Roman Jaeschke: Are there any resources which people could use electronically without interaction? Because it’s extremely time-consuming, also on the therapist’s side. Is there any such place?
I’ll tell you why I am asking. I wrote down the definition of CBT from your chapter [see Depressive Disorders], and it deals with identification and treatment of maladaptive behavior, cognitive distortion, and negative views of yourself, the world, and the future. I have an impression that we all are in this spot from time to time, if not most of the time. It would be very useful to go somewhere where you could get some help dealing with it. Is there a place like this?
Zainab Samaan: Yes. It’s a really good point. That was the whole purpose of doing the review that you’ve mentioned earlier in our interview. Because this is time-consuming and requires a lot of commitment on the side of the therapist but also on the side of the person who needs the therapy, we wanted to see if electronically delivered CBT would be at least as good as face-to-face therapy. Based on our review, after identifying and meta-analyzing 14 different trials, we found that both therapies were helpful in reducing depressive symptoms and that electronic therapy was even more helpful.

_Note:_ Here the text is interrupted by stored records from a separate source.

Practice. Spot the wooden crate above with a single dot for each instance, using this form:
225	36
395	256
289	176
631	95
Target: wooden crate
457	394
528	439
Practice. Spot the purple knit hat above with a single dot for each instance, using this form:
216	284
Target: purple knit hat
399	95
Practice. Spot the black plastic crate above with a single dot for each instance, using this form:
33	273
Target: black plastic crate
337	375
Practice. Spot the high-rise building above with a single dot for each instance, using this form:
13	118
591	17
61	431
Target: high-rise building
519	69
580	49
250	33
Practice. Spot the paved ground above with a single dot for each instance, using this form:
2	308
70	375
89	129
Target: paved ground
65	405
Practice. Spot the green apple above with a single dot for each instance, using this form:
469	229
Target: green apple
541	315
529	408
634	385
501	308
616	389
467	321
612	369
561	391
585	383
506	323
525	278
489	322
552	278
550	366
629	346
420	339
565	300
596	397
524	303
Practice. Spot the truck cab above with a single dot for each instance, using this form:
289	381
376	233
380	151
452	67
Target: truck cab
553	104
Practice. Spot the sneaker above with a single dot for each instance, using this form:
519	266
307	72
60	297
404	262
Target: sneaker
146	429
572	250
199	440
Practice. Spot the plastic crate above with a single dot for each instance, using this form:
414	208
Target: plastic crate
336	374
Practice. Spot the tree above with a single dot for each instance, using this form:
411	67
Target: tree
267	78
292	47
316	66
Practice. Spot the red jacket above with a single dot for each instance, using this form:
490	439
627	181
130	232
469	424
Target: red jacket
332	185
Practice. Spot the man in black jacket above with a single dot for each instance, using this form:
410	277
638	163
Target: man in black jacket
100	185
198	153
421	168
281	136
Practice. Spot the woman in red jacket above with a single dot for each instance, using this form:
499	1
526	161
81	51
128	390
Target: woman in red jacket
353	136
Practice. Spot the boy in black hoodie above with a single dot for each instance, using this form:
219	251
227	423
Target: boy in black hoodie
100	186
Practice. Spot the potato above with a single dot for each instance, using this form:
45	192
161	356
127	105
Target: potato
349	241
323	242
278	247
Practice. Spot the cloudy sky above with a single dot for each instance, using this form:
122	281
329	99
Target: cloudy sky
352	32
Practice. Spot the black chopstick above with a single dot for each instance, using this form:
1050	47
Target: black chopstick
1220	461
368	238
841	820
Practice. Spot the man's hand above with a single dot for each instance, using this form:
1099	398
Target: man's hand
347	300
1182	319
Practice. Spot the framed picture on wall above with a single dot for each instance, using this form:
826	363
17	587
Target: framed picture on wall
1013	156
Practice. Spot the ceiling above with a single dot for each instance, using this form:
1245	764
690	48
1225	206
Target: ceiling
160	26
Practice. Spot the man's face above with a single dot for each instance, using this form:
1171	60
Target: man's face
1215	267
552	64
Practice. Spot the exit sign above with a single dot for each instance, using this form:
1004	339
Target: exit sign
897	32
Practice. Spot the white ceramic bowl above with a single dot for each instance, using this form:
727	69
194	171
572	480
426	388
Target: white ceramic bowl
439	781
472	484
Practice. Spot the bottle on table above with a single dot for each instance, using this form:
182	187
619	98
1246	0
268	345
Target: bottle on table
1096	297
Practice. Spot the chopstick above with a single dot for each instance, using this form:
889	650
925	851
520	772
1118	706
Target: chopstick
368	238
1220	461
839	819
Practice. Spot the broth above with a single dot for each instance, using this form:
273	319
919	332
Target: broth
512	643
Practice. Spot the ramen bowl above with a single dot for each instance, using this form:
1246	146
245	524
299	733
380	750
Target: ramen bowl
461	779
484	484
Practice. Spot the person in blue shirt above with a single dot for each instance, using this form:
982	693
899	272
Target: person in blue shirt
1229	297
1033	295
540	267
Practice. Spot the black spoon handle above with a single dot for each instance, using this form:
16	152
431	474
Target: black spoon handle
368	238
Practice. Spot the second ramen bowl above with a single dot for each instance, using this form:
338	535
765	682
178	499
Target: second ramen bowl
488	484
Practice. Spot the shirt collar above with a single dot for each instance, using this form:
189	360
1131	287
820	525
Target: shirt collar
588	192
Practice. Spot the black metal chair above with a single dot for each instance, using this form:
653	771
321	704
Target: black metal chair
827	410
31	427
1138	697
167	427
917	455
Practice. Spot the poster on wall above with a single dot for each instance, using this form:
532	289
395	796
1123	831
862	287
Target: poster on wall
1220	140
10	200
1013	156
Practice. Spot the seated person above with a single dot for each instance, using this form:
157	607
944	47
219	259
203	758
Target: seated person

Even though the trials themselves did not mention why it could be better, it is very likely what you’ve just said: time, commitment, and engagement. I can’t put in 2 hours of the same day of the week to attend the therapy or I have a full-time job or other responsibilities. So, accessibility, flexibility.
The therapies we’ve tested in this review were therapist-delivered, which means there is a human element and there is accountability. It’s not just an app or a program that is generated automatically. I think that’s the benefit as well. When you attend these therapies, sometimes the motivation that someone is going to look at your homework, give you the feedback, and guide you through the process is a great incentive for people to do it. If it’s an app on your phone or on your computer, you can take it or leave it because no one is checking your progress.
But despite all of that, there are a lot of things that are available online, not necessarily therapist-led. There is moodgym, for example, a very good app that people use to track mood and encourage activity scheduling. It’s a part of CBT to have a structure. Having a structure, having a purpose, and having an engagement give us some motivation to carry on. So, moodgym is one of them. There are also a lot of other things.
Roman Jaeschke: Perhaps I could ask you for 1 or 2 names that we could put on the screen at the end of the interview for people to write down.
But generally speaking, it is better if there is a therapist on the other end. It was very helpful to me to understand. Maybe I will look at some of those apps that you recommend myself.
We’ll see if we get any questions or responses from our listeners. In the meantime, I really appreciate your time. Thank you very much. I feel better. It was a useful session.
Zainab Samaan: Thank you very much and thank you for having me.
Roman Jaeschke: Thank you Dr Samaan. Goodbye.